Saffron
An avid reader of the Punjab Kesari, my father
uses the toilet longer than any man.
Forgetting how these conversations always end,
I express my repugnance over a mob lynching.
If they know beef hurts our
sentiments, he asks me, why eat it?
On the screen, a pack of gray wolves
hungry for days, hound a reindeer.
I tell him lynchings are unjust
even if someone eats a cow solely to offend.
How can you ever compare human life
with a cow’s?
The music in the room rises to a crescendo
falls to the sound of teeth against neck.
Deer in the jaw of a wolf — the pack slows,
the death of their hunger close.
A hundred and one Muslims can be sacrificed
for a single hair of a cow.
The Nat Geo narrator calls it the circle of life.

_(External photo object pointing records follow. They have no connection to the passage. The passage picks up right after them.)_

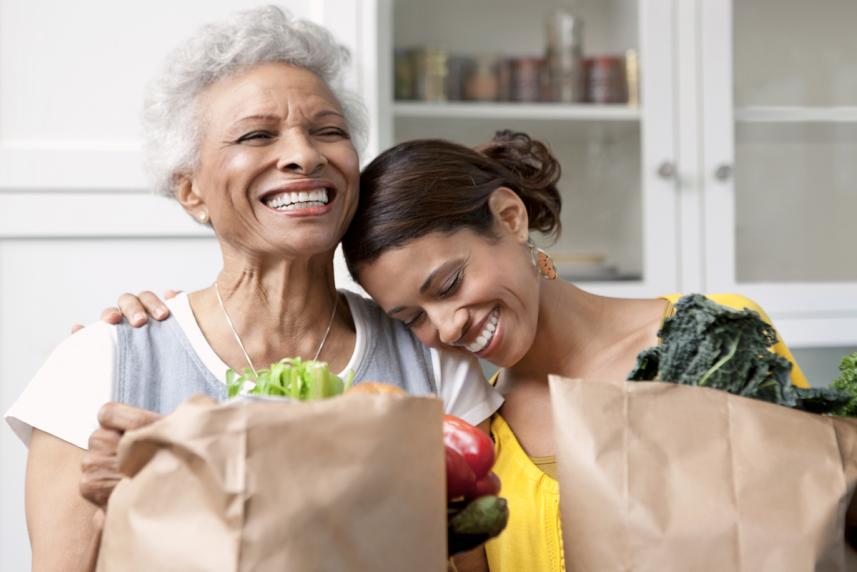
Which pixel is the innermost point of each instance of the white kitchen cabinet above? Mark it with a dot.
(779, 176)
(734, 174)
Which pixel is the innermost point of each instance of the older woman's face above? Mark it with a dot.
(278, 172)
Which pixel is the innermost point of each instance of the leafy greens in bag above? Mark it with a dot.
(710, 345)
(290, 377)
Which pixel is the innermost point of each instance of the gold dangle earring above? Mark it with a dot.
(542, 261)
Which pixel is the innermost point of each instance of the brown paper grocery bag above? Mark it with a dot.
(664, 477)
(350, 483)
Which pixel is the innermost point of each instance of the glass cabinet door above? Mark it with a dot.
(463, 70)
(780, 109)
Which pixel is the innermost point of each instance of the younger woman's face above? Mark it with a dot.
(461, 291)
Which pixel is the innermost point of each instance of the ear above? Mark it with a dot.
(188, 195)
(510, 213)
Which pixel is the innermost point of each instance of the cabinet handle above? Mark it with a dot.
(666, 170)
(723, 173)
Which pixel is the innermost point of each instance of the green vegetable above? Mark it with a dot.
(480, 520)
(289, 377)
(847, 383)
(710, 345)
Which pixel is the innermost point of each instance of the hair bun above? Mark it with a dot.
(537, 172)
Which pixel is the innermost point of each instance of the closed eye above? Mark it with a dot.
(452, 286)
(415, 321)
(255, 136)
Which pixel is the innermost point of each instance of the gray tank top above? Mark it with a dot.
(157, 367)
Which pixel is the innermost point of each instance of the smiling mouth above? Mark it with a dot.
(487, 334)
(298, 200)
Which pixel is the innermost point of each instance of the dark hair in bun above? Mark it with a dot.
(430, 185)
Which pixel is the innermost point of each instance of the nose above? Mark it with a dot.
(298, 153)
(451, 324)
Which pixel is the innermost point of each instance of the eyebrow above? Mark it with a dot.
(270, 117)
(446, 266)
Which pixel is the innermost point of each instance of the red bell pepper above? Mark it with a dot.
(469, 458)
(470, 442)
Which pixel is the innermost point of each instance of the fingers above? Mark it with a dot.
(154, 306)
(111, 315)
(120, 417)
(132, 309)
(100, 467)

My father calls it survival.
*
My Helpless Ode
My father asks me to write
a perfect poem, one with no moon.
All moon-poems are clichés,
he says, plus it makes me think
of Muslims and you know how
I feel about them. So if there is
even half a moon in your poem,
I’ll drink tonight. I chip the moon
from my perfect poem and look
for other things. I try to add
oranges, honeybees, a fire licking
a lake of knives, a woman who
is smoke if you look closely, a pig
which is not really a pig but a man
with a dead dog in his arms,
a laughing light, a pink clock
with Shaolin swords as its arms,
Sisyphus’ boulder rolling down,
winged apples, walking pens,
a yawning book — I stash
these images in the refrigerator,
and when my father asks me
to serve him a perfect poem, I offer
him a Black Dog. He’s so dazzled
that instead of saying your poem
couldn’t have been more perfect,
if there is a thing such as that,
he forgets his promise and swigs
the whisky neat, wipes his lips
into a grin. I cry green
tears and dream of carrying
a crescent moon on my head
for the rest of the night.
*
Nine Reasons to Write a Ghazal in a Time of Fascism
Draw on tongues of two worlds to light a ghazal.

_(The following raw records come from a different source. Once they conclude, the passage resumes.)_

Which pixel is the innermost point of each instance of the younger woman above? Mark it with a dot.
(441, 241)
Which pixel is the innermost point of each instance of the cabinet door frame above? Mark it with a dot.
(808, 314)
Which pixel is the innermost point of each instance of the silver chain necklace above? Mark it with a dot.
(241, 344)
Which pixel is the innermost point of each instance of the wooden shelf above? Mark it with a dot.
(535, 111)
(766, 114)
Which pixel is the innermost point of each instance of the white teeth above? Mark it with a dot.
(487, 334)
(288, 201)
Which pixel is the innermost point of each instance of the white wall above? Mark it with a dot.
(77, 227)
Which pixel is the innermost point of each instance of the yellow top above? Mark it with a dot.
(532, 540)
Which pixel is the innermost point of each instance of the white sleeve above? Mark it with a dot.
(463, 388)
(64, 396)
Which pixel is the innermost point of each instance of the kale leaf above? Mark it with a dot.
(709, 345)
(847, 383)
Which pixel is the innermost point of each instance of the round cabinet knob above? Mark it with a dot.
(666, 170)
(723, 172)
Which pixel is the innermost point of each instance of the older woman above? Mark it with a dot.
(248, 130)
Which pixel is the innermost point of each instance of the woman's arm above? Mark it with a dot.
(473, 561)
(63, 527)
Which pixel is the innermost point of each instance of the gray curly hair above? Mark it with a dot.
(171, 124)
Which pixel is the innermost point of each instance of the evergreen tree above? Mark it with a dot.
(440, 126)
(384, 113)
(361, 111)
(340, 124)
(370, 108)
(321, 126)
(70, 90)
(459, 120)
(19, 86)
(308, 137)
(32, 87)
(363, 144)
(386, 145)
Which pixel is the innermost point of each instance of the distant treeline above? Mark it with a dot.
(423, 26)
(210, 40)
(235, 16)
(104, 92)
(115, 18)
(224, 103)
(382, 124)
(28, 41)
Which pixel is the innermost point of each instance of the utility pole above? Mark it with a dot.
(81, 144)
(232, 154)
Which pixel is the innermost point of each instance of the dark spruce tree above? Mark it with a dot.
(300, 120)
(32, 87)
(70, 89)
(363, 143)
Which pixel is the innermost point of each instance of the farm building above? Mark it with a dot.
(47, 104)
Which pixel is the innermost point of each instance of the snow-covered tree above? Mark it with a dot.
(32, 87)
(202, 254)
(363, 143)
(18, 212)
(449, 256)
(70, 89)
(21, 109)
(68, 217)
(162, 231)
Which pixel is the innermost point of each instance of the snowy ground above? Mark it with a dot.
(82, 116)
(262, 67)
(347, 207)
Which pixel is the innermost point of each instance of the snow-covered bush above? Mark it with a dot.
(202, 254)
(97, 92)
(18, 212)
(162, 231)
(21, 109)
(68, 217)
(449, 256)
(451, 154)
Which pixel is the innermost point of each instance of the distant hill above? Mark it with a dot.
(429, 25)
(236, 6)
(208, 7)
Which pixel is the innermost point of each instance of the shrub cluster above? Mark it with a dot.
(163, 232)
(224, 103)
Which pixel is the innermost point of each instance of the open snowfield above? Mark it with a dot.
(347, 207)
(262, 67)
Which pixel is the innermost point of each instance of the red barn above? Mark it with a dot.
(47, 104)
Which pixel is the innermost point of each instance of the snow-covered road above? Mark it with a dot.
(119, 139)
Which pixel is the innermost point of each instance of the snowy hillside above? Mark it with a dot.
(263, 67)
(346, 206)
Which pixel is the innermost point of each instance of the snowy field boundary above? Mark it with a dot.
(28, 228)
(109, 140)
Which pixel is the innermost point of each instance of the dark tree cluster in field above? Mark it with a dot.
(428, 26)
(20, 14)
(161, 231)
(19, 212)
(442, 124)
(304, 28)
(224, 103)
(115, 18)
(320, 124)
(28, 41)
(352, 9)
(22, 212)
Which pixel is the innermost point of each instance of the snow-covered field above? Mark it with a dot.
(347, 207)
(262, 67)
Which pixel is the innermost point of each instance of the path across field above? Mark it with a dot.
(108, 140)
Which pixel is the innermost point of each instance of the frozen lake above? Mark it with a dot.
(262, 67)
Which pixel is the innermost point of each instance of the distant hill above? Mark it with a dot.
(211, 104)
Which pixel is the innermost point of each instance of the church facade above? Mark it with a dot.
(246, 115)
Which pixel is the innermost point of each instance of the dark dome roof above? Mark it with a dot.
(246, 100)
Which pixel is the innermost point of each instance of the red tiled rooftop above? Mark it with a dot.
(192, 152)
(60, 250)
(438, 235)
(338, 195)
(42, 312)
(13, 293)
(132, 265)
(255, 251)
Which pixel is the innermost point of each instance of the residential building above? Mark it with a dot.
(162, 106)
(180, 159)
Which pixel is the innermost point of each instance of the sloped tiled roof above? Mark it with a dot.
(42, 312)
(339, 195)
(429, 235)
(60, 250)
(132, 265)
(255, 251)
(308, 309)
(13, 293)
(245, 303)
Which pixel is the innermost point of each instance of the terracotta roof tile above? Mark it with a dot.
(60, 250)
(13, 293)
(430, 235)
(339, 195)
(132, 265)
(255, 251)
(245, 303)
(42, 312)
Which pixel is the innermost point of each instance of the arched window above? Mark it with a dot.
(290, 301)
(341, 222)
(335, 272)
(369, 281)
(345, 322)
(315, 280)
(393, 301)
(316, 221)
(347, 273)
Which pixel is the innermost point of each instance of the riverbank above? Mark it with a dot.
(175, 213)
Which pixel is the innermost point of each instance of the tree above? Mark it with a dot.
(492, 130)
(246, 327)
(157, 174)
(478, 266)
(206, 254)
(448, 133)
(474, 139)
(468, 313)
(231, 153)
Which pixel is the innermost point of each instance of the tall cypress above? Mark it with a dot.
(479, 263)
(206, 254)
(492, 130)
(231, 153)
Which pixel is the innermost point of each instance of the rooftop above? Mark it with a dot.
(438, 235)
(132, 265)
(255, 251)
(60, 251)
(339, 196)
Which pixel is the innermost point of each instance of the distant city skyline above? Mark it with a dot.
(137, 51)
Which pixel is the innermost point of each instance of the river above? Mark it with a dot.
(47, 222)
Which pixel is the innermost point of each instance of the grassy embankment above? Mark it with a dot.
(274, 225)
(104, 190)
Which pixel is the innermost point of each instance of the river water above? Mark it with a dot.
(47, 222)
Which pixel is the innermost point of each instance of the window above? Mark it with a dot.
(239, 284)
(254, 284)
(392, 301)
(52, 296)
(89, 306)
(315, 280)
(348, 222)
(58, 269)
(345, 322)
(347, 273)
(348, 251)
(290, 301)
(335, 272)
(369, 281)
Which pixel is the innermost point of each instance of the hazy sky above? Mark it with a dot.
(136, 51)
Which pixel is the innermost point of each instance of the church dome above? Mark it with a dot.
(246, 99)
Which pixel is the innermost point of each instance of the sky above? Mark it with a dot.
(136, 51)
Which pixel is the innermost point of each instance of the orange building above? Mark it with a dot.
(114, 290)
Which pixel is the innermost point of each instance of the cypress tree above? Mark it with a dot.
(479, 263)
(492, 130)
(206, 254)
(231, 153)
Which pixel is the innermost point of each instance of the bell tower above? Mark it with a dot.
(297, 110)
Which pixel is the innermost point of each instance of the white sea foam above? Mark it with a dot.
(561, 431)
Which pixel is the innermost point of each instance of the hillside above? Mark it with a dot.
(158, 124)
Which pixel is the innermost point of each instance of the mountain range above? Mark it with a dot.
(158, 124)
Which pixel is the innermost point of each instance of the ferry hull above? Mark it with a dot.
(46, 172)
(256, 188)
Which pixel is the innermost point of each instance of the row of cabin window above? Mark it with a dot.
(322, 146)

Hijack the fire of the sun, sing the night a ghazal.
You are a passenger of grief, your Stygian
soul one noun alone ignites: a ghazal.
Some break a mosque, some build a temple.

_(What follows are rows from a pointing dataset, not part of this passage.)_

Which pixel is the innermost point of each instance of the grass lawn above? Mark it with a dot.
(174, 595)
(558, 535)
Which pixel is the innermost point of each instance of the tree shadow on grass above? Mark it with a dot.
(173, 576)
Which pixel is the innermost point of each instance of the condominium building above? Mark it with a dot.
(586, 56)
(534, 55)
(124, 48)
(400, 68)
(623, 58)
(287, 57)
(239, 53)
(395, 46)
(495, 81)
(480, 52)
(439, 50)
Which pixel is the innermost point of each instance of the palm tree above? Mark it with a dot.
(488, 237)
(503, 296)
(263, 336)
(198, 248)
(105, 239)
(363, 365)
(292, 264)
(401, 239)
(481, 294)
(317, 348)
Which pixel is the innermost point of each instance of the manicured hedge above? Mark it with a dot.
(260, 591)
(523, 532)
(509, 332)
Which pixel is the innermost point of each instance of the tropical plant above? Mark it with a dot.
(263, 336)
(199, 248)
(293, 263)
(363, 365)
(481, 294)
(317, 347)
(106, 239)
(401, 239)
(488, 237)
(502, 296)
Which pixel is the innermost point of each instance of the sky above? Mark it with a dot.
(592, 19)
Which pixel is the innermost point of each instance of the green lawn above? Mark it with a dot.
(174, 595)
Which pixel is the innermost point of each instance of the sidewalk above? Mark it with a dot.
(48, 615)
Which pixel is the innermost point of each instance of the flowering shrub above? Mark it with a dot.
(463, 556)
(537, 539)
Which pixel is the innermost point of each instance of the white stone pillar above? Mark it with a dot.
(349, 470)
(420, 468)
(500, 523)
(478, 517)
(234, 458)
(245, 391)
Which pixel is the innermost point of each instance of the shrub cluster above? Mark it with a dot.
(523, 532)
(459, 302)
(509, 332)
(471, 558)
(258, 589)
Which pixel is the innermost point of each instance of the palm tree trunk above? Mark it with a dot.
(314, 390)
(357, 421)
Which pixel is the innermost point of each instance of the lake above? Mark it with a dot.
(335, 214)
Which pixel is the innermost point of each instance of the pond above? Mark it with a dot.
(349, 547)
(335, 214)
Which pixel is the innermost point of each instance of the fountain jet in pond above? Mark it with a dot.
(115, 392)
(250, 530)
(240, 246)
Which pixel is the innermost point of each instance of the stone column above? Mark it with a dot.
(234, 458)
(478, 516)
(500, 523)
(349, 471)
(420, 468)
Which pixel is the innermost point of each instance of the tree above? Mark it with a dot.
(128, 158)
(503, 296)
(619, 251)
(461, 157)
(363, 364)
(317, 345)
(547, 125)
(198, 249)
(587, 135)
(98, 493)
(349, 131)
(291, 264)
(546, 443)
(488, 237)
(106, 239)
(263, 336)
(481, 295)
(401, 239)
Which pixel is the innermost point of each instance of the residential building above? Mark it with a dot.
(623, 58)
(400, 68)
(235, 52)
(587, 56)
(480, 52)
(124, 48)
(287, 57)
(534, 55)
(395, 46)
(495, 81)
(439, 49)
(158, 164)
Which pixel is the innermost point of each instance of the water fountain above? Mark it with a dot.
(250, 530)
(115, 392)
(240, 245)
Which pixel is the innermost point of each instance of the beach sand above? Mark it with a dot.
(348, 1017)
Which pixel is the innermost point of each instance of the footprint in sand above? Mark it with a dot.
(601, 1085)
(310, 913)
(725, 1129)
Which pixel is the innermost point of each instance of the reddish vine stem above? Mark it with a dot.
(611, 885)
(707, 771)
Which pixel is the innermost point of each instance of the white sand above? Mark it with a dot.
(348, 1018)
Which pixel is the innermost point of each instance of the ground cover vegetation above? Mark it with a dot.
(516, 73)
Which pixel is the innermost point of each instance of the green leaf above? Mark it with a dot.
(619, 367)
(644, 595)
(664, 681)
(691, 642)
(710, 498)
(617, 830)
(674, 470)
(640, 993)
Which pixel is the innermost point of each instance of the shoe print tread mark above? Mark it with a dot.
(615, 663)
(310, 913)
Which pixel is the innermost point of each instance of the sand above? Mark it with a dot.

Some bite the bullet, I bite a ghazal.
Blackbird, parrot, nightingale, all need to sing.
When we can compose, why fight a ghazal?
The world brims with bruises and paper.
Curves of words spark respite—a ghazal!
Words elude us in weighted times.
Give in to the want of calm, flight a ghazal.
They’ve changed names of cities, now erasing Nehru;
write, write before they come to set alight a ghazal.
It is a body suited to joy and light. I want to pen—
though, father, you look at me with spite—a ghazal.
Karan, are you ashamed of being a Hindu?
If not, then why should you write a ghazal?